041216 17:29:11 20099 XrdLink: anon.0:11@nbgrid01 disconnected after 
0:00:02 (link read error)
041216 17:29:11 20099 anon.0:11@nbgrid01 XrootdFile: closing r 
/data/dorigoa/testfile.tar
041216 17:29:11 20099 anon.0:11@nbgrid01 XrootdFile: closing w 
/data/dorigoa/testfile_copy.tar.1103214553901

In the case described above a message like this message isn't fired out, 
and files remain open.

Then I did think that I could resolve this by sending an explicit close 
command (kXR_close); but xrootd refuses to execute the command saying: 
"close does not refer to an open file" and I'm sure that command is 
trying to close the right filehandle (I made many cross-check with the 
client and server log files).
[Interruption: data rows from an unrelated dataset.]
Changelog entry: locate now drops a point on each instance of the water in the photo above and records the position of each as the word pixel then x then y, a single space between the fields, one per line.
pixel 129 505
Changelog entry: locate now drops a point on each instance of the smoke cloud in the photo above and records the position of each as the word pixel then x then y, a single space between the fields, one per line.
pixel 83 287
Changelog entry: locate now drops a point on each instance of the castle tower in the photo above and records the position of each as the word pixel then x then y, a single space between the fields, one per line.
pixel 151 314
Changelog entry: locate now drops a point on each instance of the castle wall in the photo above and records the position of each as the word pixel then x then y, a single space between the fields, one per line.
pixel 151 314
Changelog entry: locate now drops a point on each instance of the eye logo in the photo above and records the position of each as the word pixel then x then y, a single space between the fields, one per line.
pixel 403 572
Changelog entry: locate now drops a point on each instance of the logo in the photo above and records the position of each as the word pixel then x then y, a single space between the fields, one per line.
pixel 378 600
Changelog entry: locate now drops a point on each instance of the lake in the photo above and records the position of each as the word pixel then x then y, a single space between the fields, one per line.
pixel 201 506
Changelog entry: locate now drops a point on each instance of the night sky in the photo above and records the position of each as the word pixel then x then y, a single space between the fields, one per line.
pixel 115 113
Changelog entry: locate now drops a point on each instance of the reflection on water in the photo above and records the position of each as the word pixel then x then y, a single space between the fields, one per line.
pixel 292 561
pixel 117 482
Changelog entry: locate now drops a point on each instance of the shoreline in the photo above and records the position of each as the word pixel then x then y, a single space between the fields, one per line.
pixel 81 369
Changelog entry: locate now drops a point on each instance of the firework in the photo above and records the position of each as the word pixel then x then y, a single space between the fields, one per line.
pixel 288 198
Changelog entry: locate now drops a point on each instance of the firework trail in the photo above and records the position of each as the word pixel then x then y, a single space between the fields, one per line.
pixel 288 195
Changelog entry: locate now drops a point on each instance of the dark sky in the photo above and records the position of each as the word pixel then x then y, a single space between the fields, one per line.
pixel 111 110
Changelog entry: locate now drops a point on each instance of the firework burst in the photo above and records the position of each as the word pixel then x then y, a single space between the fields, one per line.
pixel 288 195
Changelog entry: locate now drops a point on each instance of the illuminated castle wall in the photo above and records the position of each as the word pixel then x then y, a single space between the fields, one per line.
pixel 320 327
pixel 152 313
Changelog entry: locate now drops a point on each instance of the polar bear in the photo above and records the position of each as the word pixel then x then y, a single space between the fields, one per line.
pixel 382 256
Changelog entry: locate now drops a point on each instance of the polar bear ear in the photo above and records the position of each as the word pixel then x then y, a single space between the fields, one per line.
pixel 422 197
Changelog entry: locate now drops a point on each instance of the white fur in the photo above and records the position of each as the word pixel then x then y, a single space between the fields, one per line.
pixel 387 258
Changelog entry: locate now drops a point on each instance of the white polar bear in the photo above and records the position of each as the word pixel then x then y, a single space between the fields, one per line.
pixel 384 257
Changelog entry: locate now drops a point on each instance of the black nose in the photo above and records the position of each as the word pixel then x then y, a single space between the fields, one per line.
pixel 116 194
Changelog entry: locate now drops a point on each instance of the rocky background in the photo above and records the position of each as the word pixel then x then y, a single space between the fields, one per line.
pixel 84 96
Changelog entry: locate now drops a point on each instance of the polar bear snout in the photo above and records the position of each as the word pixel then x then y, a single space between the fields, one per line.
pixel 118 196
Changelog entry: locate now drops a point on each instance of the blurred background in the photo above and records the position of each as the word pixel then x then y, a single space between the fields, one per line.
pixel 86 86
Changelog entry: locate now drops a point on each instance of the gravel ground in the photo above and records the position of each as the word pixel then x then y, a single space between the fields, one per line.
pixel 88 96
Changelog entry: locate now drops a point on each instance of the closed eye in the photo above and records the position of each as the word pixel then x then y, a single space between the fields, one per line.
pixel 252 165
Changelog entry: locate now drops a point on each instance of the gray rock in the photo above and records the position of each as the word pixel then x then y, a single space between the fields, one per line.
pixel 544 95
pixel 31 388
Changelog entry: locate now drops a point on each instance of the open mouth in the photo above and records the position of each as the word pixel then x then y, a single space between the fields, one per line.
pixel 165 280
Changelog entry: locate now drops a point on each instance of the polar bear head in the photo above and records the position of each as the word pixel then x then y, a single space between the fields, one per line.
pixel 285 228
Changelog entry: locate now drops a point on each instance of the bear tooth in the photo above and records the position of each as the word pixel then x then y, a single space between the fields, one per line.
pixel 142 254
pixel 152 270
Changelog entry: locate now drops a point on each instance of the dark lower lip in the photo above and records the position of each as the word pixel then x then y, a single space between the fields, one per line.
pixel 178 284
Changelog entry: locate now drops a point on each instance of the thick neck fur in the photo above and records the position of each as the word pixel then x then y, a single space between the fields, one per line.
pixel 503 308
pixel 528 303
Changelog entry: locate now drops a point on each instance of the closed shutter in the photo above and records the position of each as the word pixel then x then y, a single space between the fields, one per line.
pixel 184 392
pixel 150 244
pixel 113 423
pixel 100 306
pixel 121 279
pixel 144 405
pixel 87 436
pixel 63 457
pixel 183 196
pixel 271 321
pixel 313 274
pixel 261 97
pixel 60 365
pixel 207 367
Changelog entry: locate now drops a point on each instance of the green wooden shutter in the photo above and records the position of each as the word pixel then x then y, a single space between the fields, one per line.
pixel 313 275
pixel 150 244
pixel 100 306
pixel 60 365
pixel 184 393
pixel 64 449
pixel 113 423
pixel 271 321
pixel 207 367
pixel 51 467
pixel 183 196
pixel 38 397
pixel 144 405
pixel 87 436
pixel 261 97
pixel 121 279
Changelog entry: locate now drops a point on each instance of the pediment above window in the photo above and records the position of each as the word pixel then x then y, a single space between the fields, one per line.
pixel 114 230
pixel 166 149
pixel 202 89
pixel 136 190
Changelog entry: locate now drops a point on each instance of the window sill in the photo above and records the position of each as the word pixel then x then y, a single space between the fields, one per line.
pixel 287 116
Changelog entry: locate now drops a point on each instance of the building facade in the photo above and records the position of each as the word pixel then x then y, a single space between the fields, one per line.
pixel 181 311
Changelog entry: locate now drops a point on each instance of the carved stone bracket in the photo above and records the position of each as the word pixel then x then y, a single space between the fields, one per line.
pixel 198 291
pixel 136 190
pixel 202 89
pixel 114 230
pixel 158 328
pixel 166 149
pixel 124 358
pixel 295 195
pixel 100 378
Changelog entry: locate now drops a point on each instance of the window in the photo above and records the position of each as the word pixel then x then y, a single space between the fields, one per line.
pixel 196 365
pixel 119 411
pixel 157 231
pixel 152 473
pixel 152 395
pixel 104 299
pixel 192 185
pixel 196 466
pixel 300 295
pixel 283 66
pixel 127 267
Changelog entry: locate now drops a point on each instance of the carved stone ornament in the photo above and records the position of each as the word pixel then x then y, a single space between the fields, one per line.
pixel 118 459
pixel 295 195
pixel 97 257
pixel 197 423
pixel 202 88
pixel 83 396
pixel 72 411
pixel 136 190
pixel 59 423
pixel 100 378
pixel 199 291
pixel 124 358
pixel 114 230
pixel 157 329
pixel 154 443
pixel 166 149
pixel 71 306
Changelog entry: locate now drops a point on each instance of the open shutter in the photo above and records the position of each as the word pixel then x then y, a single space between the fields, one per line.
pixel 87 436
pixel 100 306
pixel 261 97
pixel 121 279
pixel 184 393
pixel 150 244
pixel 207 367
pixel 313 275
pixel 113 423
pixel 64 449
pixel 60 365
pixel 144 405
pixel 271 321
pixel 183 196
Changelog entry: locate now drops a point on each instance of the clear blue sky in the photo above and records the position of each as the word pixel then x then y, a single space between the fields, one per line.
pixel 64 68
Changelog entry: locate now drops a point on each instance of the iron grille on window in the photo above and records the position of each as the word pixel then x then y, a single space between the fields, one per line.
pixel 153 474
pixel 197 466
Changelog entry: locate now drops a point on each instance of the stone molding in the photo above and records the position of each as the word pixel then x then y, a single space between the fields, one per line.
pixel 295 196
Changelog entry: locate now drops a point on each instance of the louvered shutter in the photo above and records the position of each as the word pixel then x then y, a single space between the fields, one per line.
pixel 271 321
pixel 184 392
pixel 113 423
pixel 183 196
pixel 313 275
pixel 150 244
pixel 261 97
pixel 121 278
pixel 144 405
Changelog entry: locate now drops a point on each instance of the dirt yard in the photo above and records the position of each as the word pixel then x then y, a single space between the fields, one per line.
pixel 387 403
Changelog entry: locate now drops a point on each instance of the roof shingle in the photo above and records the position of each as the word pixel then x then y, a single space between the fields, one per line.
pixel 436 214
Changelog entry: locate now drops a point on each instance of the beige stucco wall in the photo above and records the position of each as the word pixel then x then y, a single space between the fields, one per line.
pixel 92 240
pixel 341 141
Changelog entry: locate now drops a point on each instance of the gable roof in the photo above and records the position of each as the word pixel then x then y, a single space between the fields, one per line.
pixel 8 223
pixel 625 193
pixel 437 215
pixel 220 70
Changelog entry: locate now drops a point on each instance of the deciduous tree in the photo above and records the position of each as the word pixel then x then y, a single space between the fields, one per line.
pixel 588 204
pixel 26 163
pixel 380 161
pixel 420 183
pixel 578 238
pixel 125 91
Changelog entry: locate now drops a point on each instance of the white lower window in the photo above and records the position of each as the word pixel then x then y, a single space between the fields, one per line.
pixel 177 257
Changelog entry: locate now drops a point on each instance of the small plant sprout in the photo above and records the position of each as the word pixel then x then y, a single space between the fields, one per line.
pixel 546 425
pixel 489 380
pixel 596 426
Please read the log in the following:

041216 16:04:10 19906 anon.0:11@nbgrid01 XrootdProtocol: 0001 fh=1 write 
2000000@2000000
041216 16:04:10 19906 anon.0:11@nbgrid01 XrootdResponse: 0001 sending OK
041216 16:04:15 19906 anon.0:11@nbgrid01 XrootdProtocol: 0001 request 
timeout; read 0 of 24 bytes
041216 16:04:15 19906 anon.0:11@nbgrid01 XrdPoll: sending poller 0 
enable for link 11
041216 16:04:15 19906 XrdPoll: Poller 0 enabled fd 11 entry 1 now at 2
041216 16:04:32 19906 XrdInet: Accepted connection from nbgrid01
041216 16:04:32 19906 XrdSched: running 4@nbgrid01 inq=0
041216 16:04:32 19906 XrdProtocol: matched protocol daemon
041216 16:04:32 19906 ?:14@nbgrid01 XrdPoll: FD 14 attached to poller 1; 
num=1
041216 16:04:32 19906 ?:14@nbgrid01 XrootdProtocol: 0000 req=3007 dlen=0
041216 16:04:32 19906 anon.0:14@nbgrid01 XrootdResponse: 0000 sending OK
041216 16:04:32 19906 XrootdXeq: User logged in as anon.0:14@nbgrid01
041216 16:04:32 19906 anon.0:14@nbgrid01 XrootdProtocol: 0000 req=3003 
dlen=0
041216 16:04:32 19906 anon.0:14@nbgrid01 XrootdResponse: 0000 sending 
err 3004: close does not refer to an open file
041216 16:04:32 19906 anon.0:14@nbgrid01 XrootdProtocol: 0000 req=3010 
dlen=26
041216 16:04:32 19906 anon.0:14@nbgrid01 XrootdProtocol: 0000 open r 
/data/dorigoa/testfile.tar fh=0
041216 16:04:32 19906 anon.0:14@nbgrid01 XrootdResponse: 0000 sending 4 
data bytes; rc=0
041216 16:04:32 19906 anon.0:14@nbgrid01 XrootdProtocol: 0000 req=3013 
dlen=0
041216 16:04:32 19906 anon.0:14@nbgrid01 XrootdProtocol: 0000 fh=0 read 0@0
041216 16:04:32 19906 anon.0:14@nbgrid01 XrootdResponse: 0000 sending OK
041216 16:04:32 19906 anon.0:14@nbgrid01 XrootdProtocol: 0001 req=3003 
dlen=0
041216 16:04:32 19906 anon.0:14@nbgrid01 XrootdResponse: 0001 sending 
err 3004: close does not refer to an open file
041216 16:04:32 19906 anon.0:14@nbgrid01 XrootdProtocol: 0001 req=3010 
dlen=45
041216 16:04:32 19906 XrootdXeq: Output file 
/data/dorigoa/testfile_copy.tar.1103209452144 is already opened by 1 
writer; open denied.


As you can see there's a time gap between 16:04:15 and 16:04:32; in fact 
at 16:04:15 I unplugged the ethernet cable and plugged back in at 
16:04:32. Then you can see xrootd accepts a new connection but do not 
detect any disconnection; and the file 
/data/dorigoa/testfile_copy.tar.1103209452144 remains open.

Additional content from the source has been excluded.